これは、防衛省において情報保全意識改革を実現するという責任を、自衛隊の最高指揮官である安倍首相以下、誰も果たそうとしていないことを批判するとともに、これでは、防衛省の組織を権限と情報がトップに集中するトップダウン型のものへと変革することも、防衛省の財・サービスの調達にできる限り市場原理を導入することも不可能となったと考えざるをえないので留任を拒否する、しかし、いずれ自分が再び防衛相として、あるいは場合によっては首相として、この懸案に取り組む日が必ずやってくる、と宣言したということだと私は理解しています。
5 終わりに代えて
この防衛次官人事問題を取り仕切った振付師がいたことを忘れてはなりません。
それは、官邸内の的場官房副長官(事務担当。コラム#1423)を始めとする旧大蔵省勢力です。

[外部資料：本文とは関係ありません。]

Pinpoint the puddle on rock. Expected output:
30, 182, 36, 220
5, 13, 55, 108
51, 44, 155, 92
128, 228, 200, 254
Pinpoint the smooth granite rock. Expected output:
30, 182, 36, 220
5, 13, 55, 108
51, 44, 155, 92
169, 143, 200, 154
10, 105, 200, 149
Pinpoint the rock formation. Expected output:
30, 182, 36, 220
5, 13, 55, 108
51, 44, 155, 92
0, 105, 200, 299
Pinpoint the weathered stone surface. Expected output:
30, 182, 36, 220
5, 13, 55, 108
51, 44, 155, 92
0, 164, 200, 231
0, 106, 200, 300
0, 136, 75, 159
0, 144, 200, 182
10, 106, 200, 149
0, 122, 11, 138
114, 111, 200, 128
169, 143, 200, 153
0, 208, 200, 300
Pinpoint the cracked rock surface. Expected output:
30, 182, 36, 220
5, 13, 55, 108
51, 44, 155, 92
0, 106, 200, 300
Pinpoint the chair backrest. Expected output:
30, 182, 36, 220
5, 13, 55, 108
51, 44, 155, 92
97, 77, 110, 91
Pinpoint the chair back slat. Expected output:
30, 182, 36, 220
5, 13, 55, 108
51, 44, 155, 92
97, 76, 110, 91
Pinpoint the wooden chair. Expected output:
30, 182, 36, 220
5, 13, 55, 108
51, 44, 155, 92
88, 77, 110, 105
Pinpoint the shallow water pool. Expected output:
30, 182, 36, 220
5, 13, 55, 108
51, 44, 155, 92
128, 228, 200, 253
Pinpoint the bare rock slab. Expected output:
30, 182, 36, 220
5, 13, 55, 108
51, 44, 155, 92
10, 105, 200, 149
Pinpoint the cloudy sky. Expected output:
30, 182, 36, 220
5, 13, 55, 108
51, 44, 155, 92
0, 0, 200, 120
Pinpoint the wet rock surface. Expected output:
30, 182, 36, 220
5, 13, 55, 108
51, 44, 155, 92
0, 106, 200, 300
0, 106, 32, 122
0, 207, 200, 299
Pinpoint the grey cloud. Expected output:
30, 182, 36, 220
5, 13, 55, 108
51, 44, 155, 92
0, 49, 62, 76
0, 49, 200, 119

彼らは、官僚機構が政治を操るという、総動員体制の残滓と言うべき下克上体制(注4)を、旧大蔵省勢力が官僚機構全体に君臨し続ける形で死守しようとしています。
(注4)政策研究大学院大学の飯尾潤教授は、日本では議会を背景とする「議院内閣制」が機能しておらず、各省庁の官僚たちの代理人が集まる「官僚内閣制」となっていると指摘している(
http://business.nikkeibp.co.jp/article/life/20070822/132811/?P=2
。8月29日アクセス)。
そのために彼らは、大蔵省不祥事を契機に金融庁を分離させられ、地盤沈下気味であった旧大蔵省勢力の再結集・再浮上に向けて着々と布石を打ってきました。
今回旧大蔵省勢力は、塩崎官房長官や安倍首相を操って小池氏の人事構想をつぶすことによって(コラム#2000)、小池氏という官僚機構に挑戦した有為の政治家を大臣辞任に追い込むとともに、旧大蔵省勢力の対抗馬である旧内務省勢力を牽制すること・・内務省系の警察庁採用の西川官房長の防衛次官昇格を阻止すること・・、と防衛省採用の防衛官僚達に貸しを作ることに成功したわけです。
今回塩崎氏に代わって官房長官に登用された与謝野馨氏は、税制改革や財政政策は財務省を中心に議論する考えを示すとともに、官僚の天下りについても霞が関寄りの姿勢を打ち出しました(
http://j.peopledaily.com.cn/2007/08/30/jp20070830_76080.html
。8月31日アクセス。
旧大蔵省勢力がほくそ笑んでいる姿が目に見えるようです。